The FIA said at the time that it was "looking into" what it described as a claim of "information of a confidential nature being passed to an F1 team principal from a member of FOM [Formula One Management] personnel".
Wolff was not named by the FIA - nor was her husband Toto Wolff, the boss of the Mercedes F1 team - but they had been identified as the relevant parties in media reports from the same time, as a result of what Mercedes claimed was an off-the-record briefing to the media.
The Wolffs, and specifically Susie, were then publicly supported by F1 and Mercedes' nine rival teams, who all denied being the originators of "any complaint regarding the allegation" and professed their support for Wolff in her F1 Academy role.

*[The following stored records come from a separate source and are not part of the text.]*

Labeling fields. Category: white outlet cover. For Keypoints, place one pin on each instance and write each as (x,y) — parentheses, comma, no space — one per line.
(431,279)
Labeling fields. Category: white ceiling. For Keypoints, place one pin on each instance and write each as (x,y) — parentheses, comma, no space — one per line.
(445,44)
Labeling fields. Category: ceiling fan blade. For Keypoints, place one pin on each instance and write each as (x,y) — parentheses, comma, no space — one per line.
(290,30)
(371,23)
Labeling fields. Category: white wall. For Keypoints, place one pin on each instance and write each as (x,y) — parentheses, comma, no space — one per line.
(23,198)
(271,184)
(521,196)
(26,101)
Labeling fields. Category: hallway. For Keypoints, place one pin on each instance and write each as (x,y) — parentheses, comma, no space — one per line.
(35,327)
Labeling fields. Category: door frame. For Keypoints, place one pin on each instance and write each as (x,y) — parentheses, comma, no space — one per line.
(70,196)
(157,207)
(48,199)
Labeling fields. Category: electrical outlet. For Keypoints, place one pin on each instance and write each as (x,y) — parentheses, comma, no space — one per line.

And this was followed up shortly afterwards by the FIA's statement that sought to indirectly conclude the matter by saying "there is no ongoing investigation".
Wolff herself publicly deemed the FIA's statement as unsatisfactory. "For two days, insinuations have been made about my integrity in public and through background briefings, but nobody from the FIA has spoken to me directly," she wrote.
"I might have been collateral damage in an unsuccessful attack on somebody else, or the target of a failed attempt to discredit me personally, but I have worked too hard to have my reputation called into question by an unfounded press release."
That same day, her husband's Mercedes team described itself as being "in active legal exchange" with the FIA.
Four and a half months later, Wolff says she has "personally filed a criminal complaint in the French courts", spurred on by what she says is a lack of "transparency and accountability in relation to the conduct of the FIA and its personnel in this matter".
She says the criminal complaint was filed on March 4.
Her public confirmation of it comes on the same day as the FIA has announced in a statement that its president Mohammed Ben Sulayem, elected on a four-year term in 2021, has been cleared of allegations of "interference" relating to two F1 grands prix last year.